Thursday, November 02, 2006

Oracle Guru: is it you?

Robert Vollman has written a response to an article by Don Burleson on "Oracle Gurus". In it he writes:"Strictly translated, guru can mean 'teacher' - and in many places like India and Indonesia I understand that guru is generally used in that sense."

Anu Garg, of A Word A Day, has this to say about the word:
When we talk about a software guru or an economics guru, we're invoking a word from this classical language [Sanskrit - Ed.]. The word "guru" came to English from Sanskrit via Hindi. It literally means "venerable" or "weighty". Going farther back, it descended from the same Indo-European root that gave us "gravity", "engrave", "grave" and "aggravate" to name a few.

It is only in the sense of being "one who is weighty" that I consider myself a guru ;)

The thing about gurus (in the original sense) is that they are spiritual teachers, people with a handle on the numinous and the ability to transmit their understanding to their students (followers). We should be puzzled by the common use of the term to describe IT experts. After all, computers are machines and programming is an exercise in logic not mysticism. Obviously there are a lot of people in computing who are interested in martial arts and yoga. But there are just as many who are into heavy rock and we don't say Tom Kyte is an Oracle lead guitarist1. So why do we label our experts "guru"? Is there anything less spiritual than tracing 10053 events? Has anybody ever attained satori by ploughing through a hex dump of a rollback segment's block headers?

According to Anthony Storr:
"almost all spiritual gurus are solitary children who have passed through a period of intense personal crisis, often provoked by feelings of isolation, leading to breakdown. They resolve the crisis through a revelation, usually arrived at in private, often on a long and never wholly explained journey."
Actually that does sound an awful lot like ploughing through a hex dump of a rollback segment's block headers.

I suppose the thing is computer systems have become so complicated that they frequently exhibit emergent behaviour. Given all the variables involved - hardware, operating systems, the many layers of software and the vagaries of user activity - it is tempting to think that anybody who can actually explain why our application just did that peculiar thing must be tapping into a store of arcane knowledge. In fact modern systems are generally so well instrumented that most things are (or ought to be) explicable to anybody with a basic level of understanding.

For several years in my twenties I studied T'ai Chi Chuan. My teacher's teacher's teacher was Cheng Man Ching. One of Professor Cheng's aphorisms was "There are no secrets." In other words, as a teacher he had no esoteric transmissions to pass on. He just had the principles of T'ai Chi and everything else preceded from them. To become a master in T'ai Chi is simply a matter of practicing the principles and reflecting on our practice.
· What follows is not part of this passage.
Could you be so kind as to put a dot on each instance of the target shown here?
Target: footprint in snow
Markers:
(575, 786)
Or, as another guru recently put it:"forget the mystic, magic, cool in theory internal stuff - learn and master the basics and you’ll blow way past someone who has learned a handful of really cool internal tricks." That sounds simple enough. "Master the basics"? Well we can all read that fine manual. But it takes a lot of practice and reflection until we have the sort of real understanding that constitutes mastery.
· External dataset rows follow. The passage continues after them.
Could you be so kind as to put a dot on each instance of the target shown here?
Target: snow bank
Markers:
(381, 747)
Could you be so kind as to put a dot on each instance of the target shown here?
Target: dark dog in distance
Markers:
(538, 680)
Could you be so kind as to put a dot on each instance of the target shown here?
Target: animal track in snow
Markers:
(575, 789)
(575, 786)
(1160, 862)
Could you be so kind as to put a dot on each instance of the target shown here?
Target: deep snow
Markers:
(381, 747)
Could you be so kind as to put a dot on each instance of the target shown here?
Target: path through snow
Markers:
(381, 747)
On the matter of how we can tell a good Oracle guru from a bad 'un all I can say is that anybody who styles themselves "guru" almost certainly ain't. This unattributed article has some sound guidelines for spotting fake Buddhist gurus which I think apply to gurus in other areas. Remember, a guru is not just somebody who offers you advice: they are teaching you an approach to living (or a methodology for tuning Oracle databases) which will require you to make changes to who you are. At some point in your practice you stop learning the teachings and start learning the teacher. So always ask yourself if you want to be like this person. If the answer is "No" then they are not the guru for you.



1. Of course, if Tom was a lead guitarist it would be in an analytics rock'n'roll band.

1 comment:

Peter K said...

Great write-up. Yeah, forgot that "guru" in Malaysian or Indonesia means teacher.